Advances in methods for determining the forces exerted by cells while they migrate are essential for attempting to understand important pathological processes, such as cancer or angiogenesis, among others. Precise data from three-dimensional conditions are both difficult to obtain and manipulate. For this purpose, it is critical to develop workflows in which the experiments are closely linked to the subsequent computational postprocessing. The work presented here starts from a traction force microscopy (TFM) experiment carried out on microfluidic chips, and this experiment is automatically joined to an inverse problem solver that allows us to extract the traction forces exerted by the cell from the displacements of fluorescent beads embedded in the extracellular matrix (ECM). Therefore, both the reconstruction of the cell geometry and the recovery of the ECM displacements are used to generate the inputs for the resolution of the inverse problem.
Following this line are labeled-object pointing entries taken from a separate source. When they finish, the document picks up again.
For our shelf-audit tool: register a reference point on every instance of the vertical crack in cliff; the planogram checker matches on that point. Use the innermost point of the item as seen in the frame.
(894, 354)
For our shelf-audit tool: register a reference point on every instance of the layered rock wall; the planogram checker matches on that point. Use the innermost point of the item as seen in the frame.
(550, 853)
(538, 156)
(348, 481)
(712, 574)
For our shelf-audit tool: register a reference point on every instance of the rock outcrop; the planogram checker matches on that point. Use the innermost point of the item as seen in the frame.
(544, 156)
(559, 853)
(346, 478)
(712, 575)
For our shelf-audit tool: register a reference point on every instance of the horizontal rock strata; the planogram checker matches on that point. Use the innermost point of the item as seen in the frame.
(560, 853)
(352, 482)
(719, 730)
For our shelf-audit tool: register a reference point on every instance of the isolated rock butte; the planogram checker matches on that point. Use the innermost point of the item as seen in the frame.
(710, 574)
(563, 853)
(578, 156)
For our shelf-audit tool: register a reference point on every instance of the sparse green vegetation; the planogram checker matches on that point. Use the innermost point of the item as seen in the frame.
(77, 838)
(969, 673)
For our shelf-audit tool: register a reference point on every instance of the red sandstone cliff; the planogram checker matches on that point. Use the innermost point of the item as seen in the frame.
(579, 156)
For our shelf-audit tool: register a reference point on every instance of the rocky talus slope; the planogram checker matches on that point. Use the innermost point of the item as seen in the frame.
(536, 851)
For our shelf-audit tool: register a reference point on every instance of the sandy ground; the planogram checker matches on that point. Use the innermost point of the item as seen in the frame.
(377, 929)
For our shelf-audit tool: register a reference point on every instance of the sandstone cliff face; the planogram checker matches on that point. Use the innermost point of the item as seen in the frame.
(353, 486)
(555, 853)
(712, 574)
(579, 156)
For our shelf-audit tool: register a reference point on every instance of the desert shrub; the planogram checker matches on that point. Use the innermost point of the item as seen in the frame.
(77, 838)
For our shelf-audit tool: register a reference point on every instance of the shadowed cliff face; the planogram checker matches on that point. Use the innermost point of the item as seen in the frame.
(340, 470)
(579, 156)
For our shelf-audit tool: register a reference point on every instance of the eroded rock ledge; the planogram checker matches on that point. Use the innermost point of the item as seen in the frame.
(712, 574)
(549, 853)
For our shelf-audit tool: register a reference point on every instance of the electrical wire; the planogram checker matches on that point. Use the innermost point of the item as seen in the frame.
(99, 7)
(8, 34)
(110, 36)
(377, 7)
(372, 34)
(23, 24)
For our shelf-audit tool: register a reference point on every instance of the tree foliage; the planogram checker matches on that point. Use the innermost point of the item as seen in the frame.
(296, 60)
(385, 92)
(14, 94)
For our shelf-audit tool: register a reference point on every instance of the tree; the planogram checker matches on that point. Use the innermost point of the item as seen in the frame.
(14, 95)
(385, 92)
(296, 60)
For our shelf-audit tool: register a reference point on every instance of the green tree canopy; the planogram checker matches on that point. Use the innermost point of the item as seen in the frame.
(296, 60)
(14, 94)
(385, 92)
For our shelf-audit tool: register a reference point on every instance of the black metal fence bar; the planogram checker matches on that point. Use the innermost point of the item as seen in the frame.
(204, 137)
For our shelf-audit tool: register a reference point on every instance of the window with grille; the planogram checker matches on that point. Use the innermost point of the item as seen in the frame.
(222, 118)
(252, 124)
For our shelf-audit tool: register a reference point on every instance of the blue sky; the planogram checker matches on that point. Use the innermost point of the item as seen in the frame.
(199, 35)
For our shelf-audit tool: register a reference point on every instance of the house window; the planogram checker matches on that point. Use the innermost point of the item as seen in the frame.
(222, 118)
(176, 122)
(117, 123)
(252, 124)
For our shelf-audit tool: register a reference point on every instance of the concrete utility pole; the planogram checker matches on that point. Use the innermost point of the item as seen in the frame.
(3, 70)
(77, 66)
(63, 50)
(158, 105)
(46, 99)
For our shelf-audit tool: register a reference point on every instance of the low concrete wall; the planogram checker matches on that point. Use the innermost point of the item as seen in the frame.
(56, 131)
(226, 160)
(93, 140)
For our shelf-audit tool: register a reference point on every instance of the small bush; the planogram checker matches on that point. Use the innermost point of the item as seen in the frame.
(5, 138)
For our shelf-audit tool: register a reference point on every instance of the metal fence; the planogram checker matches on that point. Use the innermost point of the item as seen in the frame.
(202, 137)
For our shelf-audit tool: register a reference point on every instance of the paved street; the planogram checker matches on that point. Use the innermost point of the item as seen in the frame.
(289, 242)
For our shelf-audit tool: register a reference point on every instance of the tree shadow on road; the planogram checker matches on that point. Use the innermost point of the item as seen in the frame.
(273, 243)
The inverse problem is solved iteratively by using the finite element method under the hypothesis of finite deformations and nonlinear material formulation. Finally, after mathematical postprocessing is performed, the traction forces on the surface of the cell in the undeformed configuration are obtained. Therefore, in this work, we demonstrate the robustness of our computational-based methodology by testing it under different conditions in an extreme theoretical load problem and then by applying it to a real case based on experimental results. In summary, we have developed a new procedure that adds value to existing methodologies for solving inverse problems in 3D, mainly by allowing for large deformations and not being restricted to any particular material formulation. In addition, it automatically bridges the gap between experimental images and mechanical computations.